Ankara insists on separation between F16 sales, NATO enlargement
Turkey’s Foreign Minister Mevlut Cavusoglu said Wednesday that Ankara dropping its objections to the accession of Sweden and Finland to NATO should not be a precondition for the US sale of F-16 fighter jets to Turkey.
“The two issues are separate and are running their own course,” Cavusoglu told Turkish journalists after meeting with his US counterpart Anthony Blinken in Washington Wednesday.
Cavusoglu said that Turkey’s swift ratification of NATO’s Nordic accession has never been “officially presented” as a precondition for the sale, though “many” on the American side had told Ankara that speeding up the accession process would have “a positive effect” on Congress.
Ankara made a request to Washington for 40 F-16 jets and modernization kits, and last week the State Department informally notified Congress of the potential sale.
“The administration should take a strong stance on the deal,” said Cavusoglu, noting it was up to the US administration to find a way to persuade Congress on the sale of 40 new F-16s and 79 upgrade kits for Turkey’s existing fleet of the Lockheed Martin-made jets. “But we cannot get anywhere by thinking that you can put conditions or preconditions on Turkey for the F-16s,” he told Turkish journalists. “I think everybody understands that.”
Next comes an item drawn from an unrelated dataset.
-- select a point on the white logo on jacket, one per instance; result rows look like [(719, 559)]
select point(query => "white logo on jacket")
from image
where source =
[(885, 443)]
Cavusoglu’s two-day visit is a rare one to Washington by a top Turkish official as President Joe Biden’s administration has kept its relationship with Turkey to a bare minimum. The meeting between Blinken and Cavusoglu dovetails a day of senior diplomat talks, chaired by Turkish Deputy Minister of Foreign Affairs Sedat Onal and US Under Secretary of State for Political Affairs Victoria Nuland, within the framework of the new US-Turkey strategic mechanism. Launched last April, this new channel in the frayed ties aims to forge cooperation where possible, fix what is fixable and manage differences before they blow up into crises. It has already led to a ministerial meeting last May in New York.
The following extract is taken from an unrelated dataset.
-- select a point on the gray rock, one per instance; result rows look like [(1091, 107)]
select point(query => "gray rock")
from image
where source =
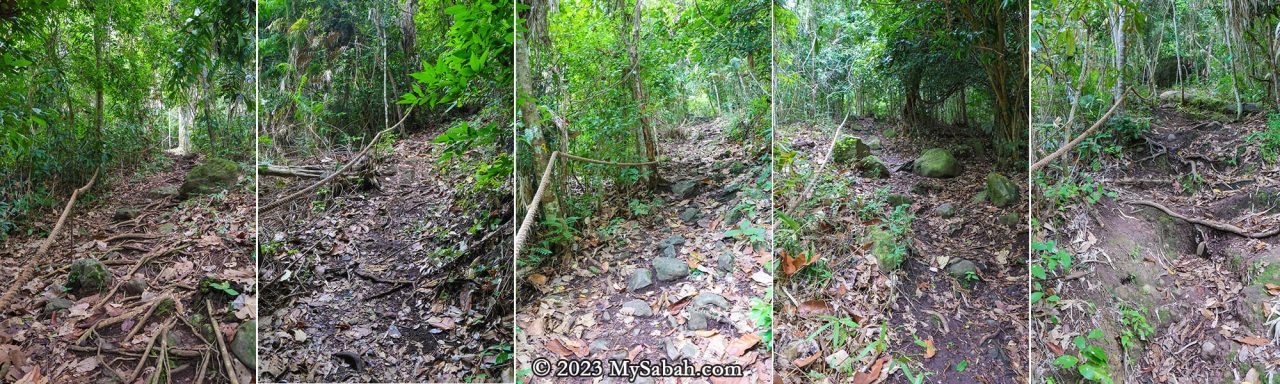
[(670, 269), (685, 188), (639, 279), (639, 307), (690, 215), (696, 320), (961, 268), (126, 214), (725, 263), (58, 304), (708, 298), (136, 287), (245, 344), (946, 210), (598, 346)]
This week’s agenda included the war in Ukraine, Syria, the South Caucasus and the East Mediterranean, according to a joint statement at the end of the talks. It also read that Cavusoglu and Blinken discussed ways to “bolster NATO coordination and solidarity” and reaffirmed their longstanding commitment to NATO’s open door policy. “They discussed the implementation of the trilateral memorandum signed by Finland, Sweden, and Turkey to advance Finland and Sweden’s application to join the NATO Alliance,” the statement read.
Cavusoglu said that Turkey would not object to the accession of the two Nordic countries provided they fulfilled the conditions of the trilateral memorandum, such as tightening their leash on anti-Turkish militant groups, extraditing dozens of people over their ties to groups that Ankara considers terrorist organizations and lifting all bans on arms sales to Turkey.
“But particularly Sweden is only at the beginning of the road,” Cavusoglu said.
Ankara has no major objection to Finland’s accession, acknowledged Finnish Prime Minister Senna Marin in Davos earlier this week.
However, tensions between Ankara and Stockholm flared again last week after a small group of activists performed a mock execution with a life-size dummy of President Recep Tayyip Erdogan outside the Swedish capital’s city hall. The demonstration and a social media post by the Kurdish Rojava Committee of Sweden comparing Erdogan to Italy’s late dictator Benito Mussolini lead Turkey’s parliament speaker Mustafa Sentop to “disinvite” his Swedish counterpart Andreas Norlen from a joint visit of Finnish and Swedish parliament speakers this month. In solidarity with Sweden, Finland’s Matti Vanhanne also canceled the visit.
The mock execution was condemned by Swedish Prime Minister Ulf Kristersson and Foreign Minister Tobias Billstrom. Both said it was an attempt to “sabotage” Sweden’s NATO membership bid. But a ruling by Swedish prosecutors earlier this week that hanging an effigy of Erdogan does not warrant a criminal investigation angered Ankara further.
Cavusoglu said earlier this week that although Sweden had approved a constitutional amendment that will make it possible to pass tougher anti-terror laws, the situation on the ground had not changed. On Saturday, Erdogan’s foreign policy adviser Ibrahim Kalin told reporters that the country was “not in a position” to ratify Sweden’s NATO membership.
Erdogan also upped the ante by saying that Turkey was now expecting 130 extraditions from Sweden — about four times the demand made in June.
The next step in the volatile Ankara-Stockholm ties will be the visit of Swedish Defense Minister Pal Jonson to Ankara at the invitation of his Turkish counterpart Hulusi Akar next week. “We support the open door policy of NATO and have nothing against the accession of Sweden and Finland,” Akar told journalists Thursday before he headed for Germany for a special NATO meeting on Ukraine. “We are just waiting for them to fulfill their commitments as foreseen in the trilateral memorandum.”